Step 22: over most of the eye lenses

Step 23: just enough to make the eyes pop

Step 24: 2nd layer to skulls

Step 25: final skull highlight

Step 26: wash over the hazard stripes to dampen their brightness

Step 27: a couple thin washes should darken the eye recesses and dampen the bone color nicely

It's a bit labour intensive, but there a couple spots I think I can switch around the color order to streamline the process. It's not quite the competition-level painting I originally hoped to achieve, but I think an entire army painted like this will be fairly stunning on the table. I'm confident enough in the look to enter it in GW's "Armies on Parade" competition once all is said and done.

But that's still a ways off. I've got 43 more dudes, 2 walkers and 5 vehicles to paint. I'm thinkin' "Armies on Parade" will be a 2013 kinda thing...

how-to: rivets

Seems like rivets are one of the eternal problems facing any hobbyist looking to branch into heavy-duty conversions and scratch-building. There are roughly seven gajillion different methods to riveting your models, and I've tried at least 10 of 'em. Because my last two 40K forces have had rivet-intensive conversions (emORKgency! and Iron Warriors), I've developed a healthy respect for Grandt Line's line of "Augmentables." There are several useful bits throughout that page, particularly for Big Meks, but for those seeking your standard rivets, you'll need to go all the way to the bottom of the page.

Now, unless you've got a model railroad background, the scales and measurements on that page will probably have you scratching your head in confusion. The first time I saw the page I had no clue what I was looking at. Particularly how to convert the scale and real-world size of the item into something useable.

"Just how big is a 1/4" scale 1" square nut with bolt?"
"Oh. 0.021 inches!"
"Wait... How big is that"

I went with the trial-and-error approach with my first order. I got a smattering of sizes and here's what I've found - when ordering, look at the shape to figure out what you want, then look at the column labelled "Meas. (inches)" to figure out if they've got it in a size that'll work for you. Rivet #154, 0.043", is approximately the same size as the rivets on most GW kits, and the one I've been using on all my Iron Warriors conversions. The smaller bitz tend to look real small real quick and are only good for the fiddly-est pieces of kit - engines, infantry equipment, etc. For vehicles, stick to anything 0.043" and bigger.

I don't have any of the tinier bits handy, but here are a few of the Augmentables from my recent order:

Grandt Line Rivets, Nuts & Bolts (click to zoom)

As you can see, they come 20-35 rivets/nuts/bolts per sprue and there are 5 sprues in each $3.00 pack. Coupled with their ease of use, they really can't be beat.

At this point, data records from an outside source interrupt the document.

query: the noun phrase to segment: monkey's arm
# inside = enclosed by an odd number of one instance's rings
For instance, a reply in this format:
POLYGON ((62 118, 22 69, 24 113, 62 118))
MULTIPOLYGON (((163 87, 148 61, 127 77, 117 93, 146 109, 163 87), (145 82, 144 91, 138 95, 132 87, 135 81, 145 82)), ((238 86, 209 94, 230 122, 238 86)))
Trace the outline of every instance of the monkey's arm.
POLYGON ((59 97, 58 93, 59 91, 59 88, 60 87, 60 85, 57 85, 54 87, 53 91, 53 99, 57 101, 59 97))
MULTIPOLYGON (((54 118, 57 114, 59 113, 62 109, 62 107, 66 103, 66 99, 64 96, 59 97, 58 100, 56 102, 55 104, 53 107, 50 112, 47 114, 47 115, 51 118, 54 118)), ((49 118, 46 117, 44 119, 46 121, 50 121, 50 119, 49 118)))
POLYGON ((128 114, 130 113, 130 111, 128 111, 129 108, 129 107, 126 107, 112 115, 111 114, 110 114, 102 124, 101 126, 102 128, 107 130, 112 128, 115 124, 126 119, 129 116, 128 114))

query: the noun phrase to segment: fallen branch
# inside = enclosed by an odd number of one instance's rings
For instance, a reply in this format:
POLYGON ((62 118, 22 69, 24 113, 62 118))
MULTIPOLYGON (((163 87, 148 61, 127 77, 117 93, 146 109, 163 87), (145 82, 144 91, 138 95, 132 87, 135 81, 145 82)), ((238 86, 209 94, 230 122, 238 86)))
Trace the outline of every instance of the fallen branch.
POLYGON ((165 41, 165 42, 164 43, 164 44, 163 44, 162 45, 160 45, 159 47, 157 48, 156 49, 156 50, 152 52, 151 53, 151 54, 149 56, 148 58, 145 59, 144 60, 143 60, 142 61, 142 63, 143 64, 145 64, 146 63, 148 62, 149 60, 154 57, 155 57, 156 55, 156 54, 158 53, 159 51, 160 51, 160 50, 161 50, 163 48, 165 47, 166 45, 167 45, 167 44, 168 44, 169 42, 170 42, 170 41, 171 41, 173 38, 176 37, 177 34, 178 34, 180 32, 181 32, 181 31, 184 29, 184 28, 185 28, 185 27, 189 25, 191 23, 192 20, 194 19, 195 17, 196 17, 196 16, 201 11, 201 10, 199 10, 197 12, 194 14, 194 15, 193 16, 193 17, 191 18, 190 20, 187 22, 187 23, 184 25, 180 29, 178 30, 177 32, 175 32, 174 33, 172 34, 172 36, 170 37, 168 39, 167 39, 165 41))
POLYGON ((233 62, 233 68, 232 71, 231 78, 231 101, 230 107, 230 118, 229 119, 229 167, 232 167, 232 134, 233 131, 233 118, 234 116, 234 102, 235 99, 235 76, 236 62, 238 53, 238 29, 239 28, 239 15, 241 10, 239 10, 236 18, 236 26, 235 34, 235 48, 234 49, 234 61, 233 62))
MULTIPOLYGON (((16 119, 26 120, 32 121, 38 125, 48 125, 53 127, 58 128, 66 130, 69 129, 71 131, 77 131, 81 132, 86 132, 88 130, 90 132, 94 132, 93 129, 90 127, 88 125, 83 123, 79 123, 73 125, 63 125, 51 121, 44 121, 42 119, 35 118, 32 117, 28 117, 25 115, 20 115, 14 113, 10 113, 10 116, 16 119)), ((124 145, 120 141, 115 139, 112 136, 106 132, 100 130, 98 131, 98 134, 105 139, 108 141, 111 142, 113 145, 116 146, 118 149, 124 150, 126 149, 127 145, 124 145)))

Speaking of ease of use, I snapped some quick shots of how I use them.

Materials: model, glue, rivets, drill w/ 1/32" drill bit, hobby knife

Step 1: drill holes where you want rivets

Step 2: cut some rivets off the sprue

Step 3: put a tiny dab of glue over a few holes
(use a thin glue to avoid "glue bubbles" around the rivet)

Step 4: use sharp edge of hobby knife to place rivets in holes

Step 5: position the rivet flush with no drill hole showing

Step 6: fill all your holes

Step 7: use up all your rivets

Step 8: order more rivets

They're stupidly easy to implement, more consistent than any "home-made" rivets I've ever tried, and having them drilled into the model makes them far less likely to fall off your model from rough handling than any of the "glue to the model's surface" rivets I've used. For Orkz, I use a variety of sizes and shapes, usually switching up the spacing and rivet type between armour plates to give it that haphazard, sons of Gork & Mork feel. For Imperials, I find the regular rivets work wonders and try to keep consistent spacing throughout to give it that mass-manufactured look.

Hope some of you find this useful, and happy riveting!